Professore, la riforma della giustizia penale in atto renderà più efficiente il sistema giustizia italiano?
Questo lo potranno dire solo il tempo e le successive riforme a supporto. Ritengo che per un processo penale efficiente il tema cruciale da affrontare sia da ricercare in altri aspetti di riforma della giustizia penale. La ragionevole durata si raggiungerà solo con importanti interventi organizzativi mirati non solo sulla disciplina processuale ma soprattutto sull’organizzazione giudiziaria.


Può essere più preciso?
È assolutamente necessario un importante intervento organizzativo e una forte messa a punto delle risorse materiali e umane. A fronte di un’efficace opera di depenalizzazione, occorrono nuove norme organizzative che prevedano la riorganizzazione strutturale del sistema penale. In primis, un forte potenziamento degli strumenti e dei sistemi informatici e di digitalizzazione del processo penale a partire dalla fase inquirente. In secundis, la gestione delle cancellerie va data al personale amministrativo e non ai magistrati. Infine, gli organici vanno adeguatamente formati alle nuove tecnologie e alle evoluzioni già presenti in altri Paesi europei.


Questo sarebbe benefico nei confronti della lungaggine del processo penale?
Secondo me sì. Con nuovi strumenti tecnologici e informatici e nuove risorse giovani e ben selezionate si aumenta la possibilità di fare fronte alla domanda di giustizia da parte dei tanti individui che vi ricorrono o vi sono sottoposti. Io sono tra quelli che ritengono non occorrano più magistrati. Quelli che ci sono dovrebbero essere meglio riorganizzati sia come risorse umane, sia all’interno delle strutture giudiziarie nel loro complesso.
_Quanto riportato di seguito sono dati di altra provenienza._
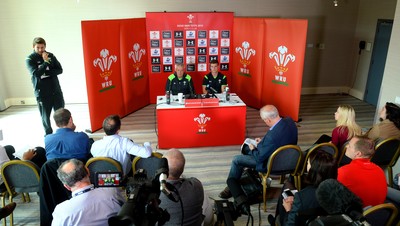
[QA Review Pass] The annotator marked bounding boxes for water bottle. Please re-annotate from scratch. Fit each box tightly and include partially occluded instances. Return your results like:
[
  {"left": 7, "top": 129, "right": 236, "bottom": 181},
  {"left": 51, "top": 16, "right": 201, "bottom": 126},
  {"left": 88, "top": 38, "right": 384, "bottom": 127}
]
[
  {"left": 165, "top": 90, "right": 171, "bottom": 104},
  {"left": 225, "top": 85, "right": 231, "bottom": 102}
]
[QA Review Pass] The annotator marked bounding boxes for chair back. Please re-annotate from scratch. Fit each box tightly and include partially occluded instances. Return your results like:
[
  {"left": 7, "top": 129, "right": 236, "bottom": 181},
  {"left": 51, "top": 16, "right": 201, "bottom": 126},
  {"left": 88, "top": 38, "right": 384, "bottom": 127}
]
[
  {"left": 132, "top": 152, "right": 162, "bottom": 179},
  {"left": 337, "top": 140, "right": 350, "bottom": 167},
  {"left": 1, "top": 160, "right": 40, "bottom": 196},
  {"left": 371, "top": 137, "right": 400, "bottom": 167},
  {"left": 86, "top": 157, "right": 123, "bottom": 184},
  {"left": 300, "top": 142, "right": 339, "bottom": 175},
  {"left": 39, "top": 158, "right": 71, "bottom": 226},
  {"left": 267, "top": 145, "right": 303, "bottom": 175},
  {"left": 363, "top": 203, "right": 398, "bottom": 226}
]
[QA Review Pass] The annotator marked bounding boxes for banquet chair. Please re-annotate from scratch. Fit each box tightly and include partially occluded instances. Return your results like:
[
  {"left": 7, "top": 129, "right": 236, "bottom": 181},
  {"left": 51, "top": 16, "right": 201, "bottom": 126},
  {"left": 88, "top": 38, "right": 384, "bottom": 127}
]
[
  {"left": 371, "top": 137, "right": 400, "bottom": 187},
  {"left": 296, "top": 142, "right": 338, "bottom": 190},
  {"left": 259, "top": 145, "right": 303, "bottom": 212},
  {"left": 1, "top": 160, "right": 40, "bottom": 225},
  {"left": 132, "top": 152, "right": 162, "bottom": 179},
  {"left": 363, "top": 203, "right": 398, "bottom": 226},
  {"left": 86, "top": 157, "right": 123, "bottom": 184}
]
Questi strumenti serviranno a migliorare la giustizia penale?
Il potenziamento di questi strumenti può dare buoni risultati. Naturalmente incidere sul rito penale resta sempre una buona soluzione, ma, ripeto, da sola assolutamente non sufficiente a risolvere i mali della giustizia penale. Non è possibile che alle soglie del terzo millennio tra le pubbliche amministrazioni o tra Procura della Repubblica e Tribunale si comunichi ancora con Pec o con atti in cartaceo e non con un sistema informatico unico.  Si implementi il fascicolo elettronico e si elimini totalmente il cartaceo. Si agisca anche sulla geografia giudiziaria finalizzandola all’uso congruo delle risorse a disposizione.


Siamo dunque sulla buona strada?
Siamo solo all’inizio. Io credo occorra soltanto più coraggio sul piano delle riforme organizzative dell’intera organizzazione della giustizia.